Ah, ini… sungguh luar biasa.
“Sekarang, aku gunakan efek Pahlawan Agung untuk memanggil monster fusi bintang delapan ‘Pahlawan Elemen – Pahlawan Api Bersinar’, tanpa mempedulikan syarat pemanggilan!”
Meski di dek belum ada kartu ini, tapi bahan fusi berupa Pahlawan Api dan Pahlawan Kilat sudah ada, kan?
Lagipula, Game bisa mencetak ‘Pembunuh Spiral’ dan ‘Naga Kegelapan’, aku Yugi juga boleh mencetak satu ‘Pahlawan Api Bersinar’ yang bahannya sudah lengkap!
(Pahlawan Elemen – Pahlawan Api Bersinar, bintang 8, serangan: 2500)
“Ini… hanya 100 poin serangan lebih tinggi dari Pahlawan Agung?”
Game melihat serangan Pahlawan Api Bersinar, agak canggung berkata.
“Game, coba kau lihat baik-baik lagi.”
“Hmm?”
Game kembali melihat serangan Pahlawan Api Bersinar, dan menemukan kekuatannya kini sepenuhnya melampaui Naga Kegelapan!
“Ini…!”
“Salah satu efek Pahlawan Api Bersinar: setiap ada satu monster bernama ‘Pahlawan Elemen’ di kuburanku, serangannya naik 300 poin!”
Pertarungan sudah berlangsung lama, kuburan Yugi sudah terisi banyak Pahlawan Elemen:
Awal memanggil Pahlawan Kilat, lalu Pahlawan Lumpur dan Pahlawan Air sebagai bahan fusi, selanjutnya Pahlawan Padang Pasir, kemudian Kapten Emas yang dibuang untuk mencari Gedung Menara, terakhir Pahlawan Kilat kedua dan Pahlawan Lumpur yang menghasilkan Pahlawan Agung.
Total delapan monster Pahlawan Elemen, berarti 8×300+2500=4900 poin.
Semua orang: “……”
“Terakhir, karena Pahlawan Api Bersinar merupakan hasil fusi ‘Pahlawan Api’ dan ‘Pahlawan Kilat’, ia juga mewarisi efek khusus Pahlawan Api! Jika menghancurkan monster lawan dalam pertarungan dan mengirimkannya ke kuburan, lawan akan menerima kerusakan setengah dari nilai serangan monster yang dihancurkan!”

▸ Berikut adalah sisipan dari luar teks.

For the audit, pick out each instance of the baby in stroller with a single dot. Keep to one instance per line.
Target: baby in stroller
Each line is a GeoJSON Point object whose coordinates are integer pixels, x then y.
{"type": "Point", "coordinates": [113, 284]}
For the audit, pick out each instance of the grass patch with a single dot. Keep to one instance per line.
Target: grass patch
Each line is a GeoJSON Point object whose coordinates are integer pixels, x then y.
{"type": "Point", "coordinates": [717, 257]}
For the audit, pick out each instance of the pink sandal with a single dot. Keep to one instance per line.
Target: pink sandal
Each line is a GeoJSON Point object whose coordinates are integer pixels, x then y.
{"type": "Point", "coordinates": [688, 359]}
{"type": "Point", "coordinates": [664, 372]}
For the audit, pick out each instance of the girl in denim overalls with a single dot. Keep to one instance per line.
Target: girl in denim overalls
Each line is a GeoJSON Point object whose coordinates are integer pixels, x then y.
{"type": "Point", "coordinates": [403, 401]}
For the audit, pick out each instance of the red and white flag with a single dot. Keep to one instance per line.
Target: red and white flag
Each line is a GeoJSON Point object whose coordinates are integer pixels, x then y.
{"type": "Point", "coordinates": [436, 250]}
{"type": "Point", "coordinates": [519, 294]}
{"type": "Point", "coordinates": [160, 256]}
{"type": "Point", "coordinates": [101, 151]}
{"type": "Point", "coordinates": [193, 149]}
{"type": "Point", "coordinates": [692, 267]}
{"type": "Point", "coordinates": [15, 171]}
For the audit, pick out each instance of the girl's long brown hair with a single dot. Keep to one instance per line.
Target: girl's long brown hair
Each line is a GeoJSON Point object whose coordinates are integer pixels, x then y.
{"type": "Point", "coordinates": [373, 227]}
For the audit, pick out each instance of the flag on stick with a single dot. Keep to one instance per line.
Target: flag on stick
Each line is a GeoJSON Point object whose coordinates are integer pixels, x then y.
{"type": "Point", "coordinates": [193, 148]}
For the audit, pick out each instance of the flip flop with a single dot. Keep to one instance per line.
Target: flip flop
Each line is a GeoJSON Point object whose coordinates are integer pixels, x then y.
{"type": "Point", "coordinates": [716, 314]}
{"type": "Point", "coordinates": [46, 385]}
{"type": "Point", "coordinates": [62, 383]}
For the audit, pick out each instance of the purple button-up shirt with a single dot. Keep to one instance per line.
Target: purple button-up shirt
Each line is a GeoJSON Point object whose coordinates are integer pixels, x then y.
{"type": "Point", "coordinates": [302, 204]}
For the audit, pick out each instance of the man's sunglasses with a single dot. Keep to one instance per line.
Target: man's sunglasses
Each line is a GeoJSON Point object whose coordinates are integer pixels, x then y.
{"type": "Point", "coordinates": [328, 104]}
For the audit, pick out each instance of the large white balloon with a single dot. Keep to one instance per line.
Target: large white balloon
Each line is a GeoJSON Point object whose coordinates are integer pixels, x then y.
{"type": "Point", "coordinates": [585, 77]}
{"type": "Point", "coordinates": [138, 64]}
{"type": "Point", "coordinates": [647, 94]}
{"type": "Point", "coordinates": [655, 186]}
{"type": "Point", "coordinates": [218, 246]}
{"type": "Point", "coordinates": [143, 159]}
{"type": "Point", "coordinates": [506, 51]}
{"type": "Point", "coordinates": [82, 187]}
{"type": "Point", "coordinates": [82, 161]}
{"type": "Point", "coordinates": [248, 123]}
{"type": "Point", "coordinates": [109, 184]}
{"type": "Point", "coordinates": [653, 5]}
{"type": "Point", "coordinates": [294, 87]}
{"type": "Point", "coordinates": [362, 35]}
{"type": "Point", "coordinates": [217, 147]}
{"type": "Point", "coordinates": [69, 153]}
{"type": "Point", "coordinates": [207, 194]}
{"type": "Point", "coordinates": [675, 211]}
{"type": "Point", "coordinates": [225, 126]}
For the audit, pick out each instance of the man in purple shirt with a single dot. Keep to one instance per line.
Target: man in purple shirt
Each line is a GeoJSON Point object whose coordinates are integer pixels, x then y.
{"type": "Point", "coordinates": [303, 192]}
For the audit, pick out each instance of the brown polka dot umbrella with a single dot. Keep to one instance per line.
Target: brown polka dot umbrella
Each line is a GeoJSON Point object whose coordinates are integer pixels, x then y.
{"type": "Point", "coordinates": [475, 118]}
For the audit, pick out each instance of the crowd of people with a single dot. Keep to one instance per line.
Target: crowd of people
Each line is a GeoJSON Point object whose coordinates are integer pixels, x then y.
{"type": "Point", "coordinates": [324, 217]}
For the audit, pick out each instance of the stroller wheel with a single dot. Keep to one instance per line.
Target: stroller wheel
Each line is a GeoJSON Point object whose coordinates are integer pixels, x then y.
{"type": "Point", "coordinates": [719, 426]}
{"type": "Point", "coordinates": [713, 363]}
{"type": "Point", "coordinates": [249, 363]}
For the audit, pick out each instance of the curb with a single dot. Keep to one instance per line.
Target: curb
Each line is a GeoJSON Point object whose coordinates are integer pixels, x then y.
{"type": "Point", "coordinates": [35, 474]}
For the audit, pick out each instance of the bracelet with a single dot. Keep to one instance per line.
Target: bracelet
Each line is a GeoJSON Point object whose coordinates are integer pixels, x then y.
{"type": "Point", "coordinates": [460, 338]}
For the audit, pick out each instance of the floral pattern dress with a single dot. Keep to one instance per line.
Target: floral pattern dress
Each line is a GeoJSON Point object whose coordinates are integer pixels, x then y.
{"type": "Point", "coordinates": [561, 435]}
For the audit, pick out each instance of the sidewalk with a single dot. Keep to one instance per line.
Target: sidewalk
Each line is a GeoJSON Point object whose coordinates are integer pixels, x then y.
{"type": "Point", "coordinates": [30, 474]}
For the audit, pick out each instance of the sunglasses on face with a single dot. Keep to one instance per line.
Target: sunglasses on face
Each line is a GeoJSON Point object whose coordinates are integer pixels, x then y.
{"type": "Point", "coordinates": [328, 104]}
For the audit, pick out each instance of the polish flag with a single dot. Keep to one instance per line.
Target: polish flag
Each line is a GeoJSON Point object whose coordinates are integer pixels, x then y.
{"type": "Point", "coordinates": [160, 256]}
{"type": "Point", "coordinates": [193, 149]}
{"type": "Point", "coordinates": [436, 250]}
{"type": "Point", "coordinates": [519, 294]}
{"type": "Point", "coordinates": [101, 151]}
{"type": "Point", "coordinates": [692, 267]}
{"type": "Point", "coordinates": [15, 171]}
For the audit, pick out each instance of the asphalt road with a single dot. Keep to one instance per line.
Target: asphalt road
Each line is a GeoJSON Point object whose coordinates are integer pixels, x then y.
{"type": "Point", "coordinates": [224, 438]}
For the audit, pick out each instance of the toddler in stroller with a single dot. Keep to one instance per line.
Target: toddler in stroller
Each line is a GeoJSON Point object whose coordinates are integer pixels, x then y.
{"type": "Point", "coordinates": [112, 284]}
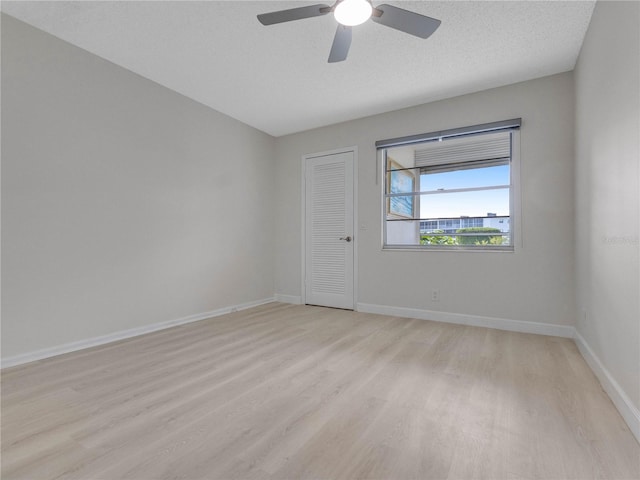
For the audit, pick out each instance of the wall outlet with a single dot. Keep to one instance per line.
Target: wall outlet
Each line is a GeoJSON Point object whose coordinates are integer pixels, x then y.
{"type": "Point", "coordinates": [435, 295]}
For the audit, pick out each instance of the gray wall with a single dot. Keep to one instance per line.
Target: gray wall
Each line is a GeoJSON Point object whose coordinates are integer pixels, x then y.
{"type": "Point", "coordinates": [123, 203]}
{"type": "Point", "coordinates": [607, 184]}
{"type": "Point", "coordinates": [534, 284]}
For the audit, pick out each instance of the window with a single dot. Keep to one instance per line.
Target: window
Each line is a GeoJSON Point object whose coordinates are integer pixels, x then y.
{"type": "Point", "coordinates": [452, 189]}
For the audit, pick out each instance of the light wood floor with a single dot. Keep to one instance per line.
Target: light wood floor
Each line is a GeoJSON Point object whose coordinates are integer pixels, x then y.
{"type": "Point", "coordinates": [294, 392]}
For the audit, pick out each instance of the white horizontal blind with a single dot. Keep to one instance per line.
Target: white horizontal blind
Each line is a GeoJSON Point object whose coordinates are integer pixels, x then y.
{"type": "Point", "coordinates": [492, 146]}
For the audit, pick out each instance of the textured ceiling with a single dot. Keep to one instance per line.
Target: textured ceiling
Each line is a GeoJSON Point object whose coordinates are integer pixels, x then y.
{"type": "Point", "coordinates": [277, 78]}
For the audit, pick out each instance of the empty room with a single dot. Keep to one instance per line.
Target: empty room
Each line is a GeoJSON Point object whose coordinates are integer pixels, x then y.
{"type": "Point", "coordinates": [289, 240]}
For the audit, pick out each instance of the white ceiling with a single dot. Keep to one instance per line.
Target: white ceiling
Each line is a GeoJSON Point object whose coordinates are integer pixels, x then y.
{"type": "Point", "coordinates": [277, 78]}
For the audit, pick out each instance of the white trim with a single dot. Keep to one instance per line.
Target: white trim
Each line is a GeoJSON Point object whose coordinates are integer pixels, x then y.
{"type": "Point", "coordinates": [293, 299]}
{"type": "Point", "coordinates": [473, 320]}
{"type": "Point", "coordinates": [123, 334]}
{"type": "Point", "coordinates": [620, 399]}
{"type": "Point", "coordinates": [303, 234]}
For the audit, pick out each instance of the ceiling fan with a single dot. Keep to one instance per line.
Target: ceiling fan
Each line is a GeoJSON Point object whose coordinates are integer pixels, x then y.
{"type": "Point", "coordinates": [349, 13]}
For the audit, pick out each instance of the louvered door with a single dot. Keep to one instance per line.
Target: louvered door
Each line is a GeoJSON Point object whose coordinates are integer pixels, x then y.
{"type": "Point", "coordinates": [329, 230]}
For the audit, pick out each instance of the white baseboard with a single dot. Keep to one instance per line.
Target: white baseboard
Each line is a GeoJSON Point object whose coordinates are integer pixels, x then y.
{"type": "Point", "coordinates": [623, 403]}
{"type": "Point", "coordinates": [472, 320]}
{"type": "Point", "coordinates": [294, 299]}
{"type": "Point", "coordinates": [121, 335]}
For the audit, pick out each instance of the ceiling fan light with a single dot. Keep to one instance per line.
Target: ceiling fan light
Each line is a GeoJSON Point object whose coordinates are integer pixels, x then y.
{"type": "Point", "coordinates": [353, 12]}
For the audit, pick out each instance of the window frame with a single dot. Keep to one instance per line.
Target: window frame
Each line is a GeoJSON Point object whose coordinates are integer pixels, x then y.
{"type": "Point", "coordinates": [513, 126]}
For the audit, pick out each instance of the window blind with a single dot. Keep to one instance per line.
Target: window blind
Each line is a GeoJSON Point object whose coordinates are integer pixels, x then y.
{"type": "Point", "coordinates": [488, 147]}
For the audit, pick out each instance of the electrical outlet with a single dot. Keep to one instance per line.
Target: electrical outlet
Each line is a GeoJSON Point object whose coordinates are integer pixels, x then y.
{"type": "Point", "coordinates": [435, 295]}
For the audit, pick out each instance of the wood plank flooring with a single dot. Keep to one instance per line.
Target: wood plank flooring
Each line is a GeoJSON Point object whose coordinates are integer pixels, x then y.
{"type": "Point", "coordinates": [298, 392]}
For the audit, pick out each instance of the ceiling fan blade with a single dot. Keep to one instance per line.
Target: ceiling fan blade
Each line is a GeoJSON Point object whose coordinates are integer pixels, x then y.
{"type": "Point", "coordinates": [341, 44]}
{"type": "Point", "coordinates": [294, 14]}
{"type": "Point", "coordinates": [405, 21]}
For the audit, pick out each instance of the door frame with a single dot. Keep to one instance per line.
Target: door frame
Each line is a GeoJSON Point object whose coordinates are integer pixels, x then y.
{"type": "Point", "coordinates": [303, 216]}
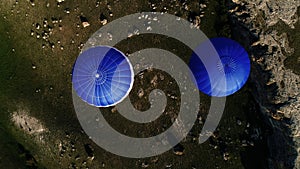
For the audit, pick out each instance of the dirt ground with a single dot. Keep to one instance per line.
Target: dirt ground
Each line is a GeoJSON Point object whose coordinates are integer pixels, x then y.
{"type": "Point", "coordinates": [40, 41]}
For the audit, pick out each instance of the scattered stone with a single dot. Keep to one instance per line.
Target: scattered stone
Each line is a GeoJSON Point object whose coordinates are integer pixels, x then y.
{"type": "Point", "coordinates": [141, 93]}
{"type": "Point", "coordinates": [84, 21]}
{"type": "Point", "coordinates": [178, 150]}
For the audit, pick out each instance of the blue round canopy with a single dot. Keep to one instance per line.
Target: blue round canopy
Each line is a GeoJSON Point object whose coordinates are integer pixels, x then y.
{"type": "Point", "coordinates": [102, 76]}
{"type": "Point", "coordinates": [233, 62]}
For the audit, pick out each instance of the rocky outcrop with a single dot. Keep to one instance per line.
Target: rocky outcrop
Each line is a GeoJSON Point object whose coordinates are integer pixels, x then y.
{"type": "Point", "coordinates": [276, 87]}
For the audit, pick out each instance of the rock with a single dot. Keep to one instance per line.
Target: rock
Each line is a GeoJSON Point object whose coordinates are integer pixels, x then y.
{"type": "Point", "coordinates": [84, 21]}
{"type": "Point", "coordinates": [276, 87]}
{"type": "Point", "coordinates": [178, 150]}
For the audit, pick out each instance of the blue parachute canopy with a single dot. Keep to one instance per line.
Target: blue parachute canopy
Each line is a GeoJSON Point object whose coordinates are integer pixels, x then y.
{"type": "Point", "coordinates": [235, 65]}
{"type": "Point", "coordinates": [102, 76]}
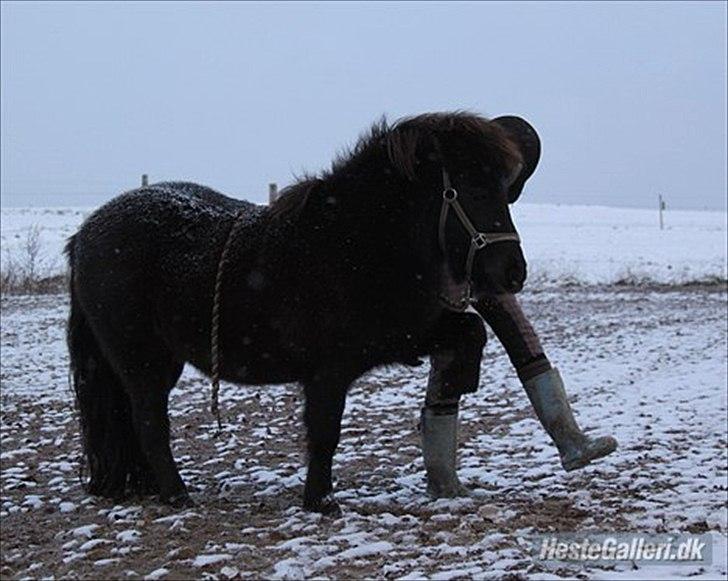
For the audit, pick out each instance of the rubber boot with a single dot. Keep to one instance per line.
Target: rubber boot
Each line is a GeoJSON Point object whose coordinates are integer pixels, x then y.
{"type": "Point", "coordinates": [439, 433]}
{"type": "Point", "coordinates": [547, 395]}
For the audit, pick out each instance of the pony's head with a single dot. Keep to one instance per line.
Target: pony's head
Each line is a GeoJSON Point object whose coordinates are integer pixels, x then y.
{"type": "Point", "coordinates": [470, 169]}
{"type": "Point", "coordinates": [443, 182]}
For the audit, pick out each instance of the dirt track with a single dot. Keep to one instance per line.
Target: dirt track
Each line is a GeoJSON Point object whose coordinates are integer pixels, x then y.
{"type": "Point", "coordinates": [649, 365]}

Semua orang: “……” kedua kalinya
Kali ini, tanpa perlu melanjutkan giliran, juri yang merupakan pelayan pribadi Pegasus sekaligus paham Duel Monster, langsung mengumumkan hasil pertandingan:
“Diputuskan! Semifinal Kerajaan Duel: Yugi vs Game, pemenangnya—Yugi! Dia berhak menantang Tuan Pegasus di babak final!”